Section titled “Sharing with the client (read-only portal access)”

When the Loan Management tab is enabled on a matter, you can give a client a read-only view of it in the client portal. On the matter’s Clients sub-tab, open a client’s portal-access menu — under Add-on tabs you’ll see a Loan Management toggle (it appears only when the tab is enabled on this matter). Switching it on grants that client a read-only Loan Management view in their portal showing the loan summary, the full amortization schedule and the payout figures, with a PDF download of each. The grant is per client and takes effect on their next portal request; turning it off removes the view immediately.

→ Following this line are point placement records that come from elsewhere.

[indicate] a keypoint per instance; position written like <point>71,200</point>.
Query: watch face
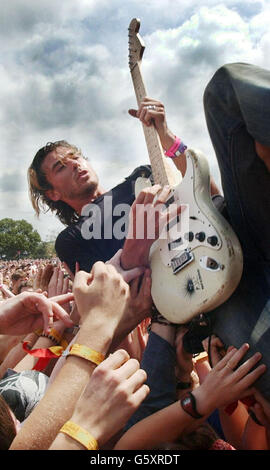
<point>186,401</point>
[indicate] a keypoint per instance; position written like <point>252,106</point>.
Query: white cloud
<point>64,74</point>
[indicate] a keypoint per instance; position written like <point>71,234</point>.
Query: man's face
<point>71,176</point>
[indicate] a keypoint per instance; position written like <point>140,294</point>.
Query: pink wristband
<point>171,151</point>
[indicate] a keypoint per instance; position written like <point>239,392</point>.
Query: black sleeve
<point>71,250</point>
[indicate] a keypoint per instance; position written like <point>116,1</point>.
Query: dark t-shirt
<point>108,233</point>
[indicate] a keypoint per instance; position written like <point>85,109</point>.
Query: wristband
<point>178,148</point>
<point>79,434</point>
<point>188,403</point>
<point>183,385</point>
<point>53,335</point>
<point>86,353</point>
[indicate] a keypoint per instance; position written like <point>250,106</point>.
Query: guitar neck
<point>153,144</point>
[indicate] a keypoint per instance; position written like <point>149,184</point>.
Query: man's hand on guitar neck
<point>148,217</point>
<point>153,112</point>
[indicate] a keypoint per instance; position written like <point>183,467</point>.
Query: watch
<point>73,330</point>
<point>188,403</point>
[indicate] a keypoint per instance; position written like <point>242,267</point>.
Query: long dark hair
<point>39,185</point>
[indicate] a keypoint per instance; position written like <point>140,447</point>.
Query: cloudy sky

The portal view is strictly read-only — clients cannot edit terms, recalc, record advances or draws, or add payments. Those remain staff-only here.

SymptomLikely cause
Interest is higher/lower than the lender’s figureCompounding method or day-count convention doesn’t match the loan document — compare both settings against the agreement.
”Continuous” doesn’t match another calculationThe other source may use the opposite continuous definition — try the other Continuous option (per-period vs compounded).
First period’s interest looks offCheck the interest-adjustment settings — an advance date ≠ interest-adjustment date adds a stub charge.
Schedule doesn’t amortize to exactly zeroExpected for interest-only / balloon payment types, where principal is due at maturity.
A missed payment made the final balloon growExpected — a missed payment capitalizes that period’s interest into the balance; the Term holds, so the unpaid interest rolls into the final payment.
A late payment added charges but its interest looks unchangedBy design — late fee and default-rate charges are added as separate Items; they never alter the per-period interest accrual.
A U.S.-Rule loan runs past its nominal payment countExpected — deferred interest sits in the escrow balance and must be repaid before principal falls, so payoff terminates on a zero principal, not a fixed row count.
Interest looks different after an early payment that crosses a rate changeBy design — early-credit days accrue at the rate in effect during them; a rate change does not forfeit or re-anchor them. See Early payments and rate boundaries.
Per-row interest attribution shifts on a late+early pairSee Conventions under review — late+early day-allocation timing is under review; the total interest is unaffected.
Payout is disabled on a paid rowThe payment was marked paid outside trust, or hasn’t been received into trust yet. Only trust receipts can be paid out.
Lender’s principal & interest didn’t pay outThe lender is a firm client — same-matter reallocations post at receipt; cross-matter moves are deferred to the matter-transfer workflow. External lenders pay out by Form 9A.
Can’t un-mark a payment as paidIt was already paid out and the matter lacks the trust balance to absorb the reversal, or the receipt sits in a reconciled period — collect funds back or reverse in the next period.
Firm fees aren’t leaving trust on PayoutBy design — the firm’s own charges leave trust only once invoiced, not through the loan payout split.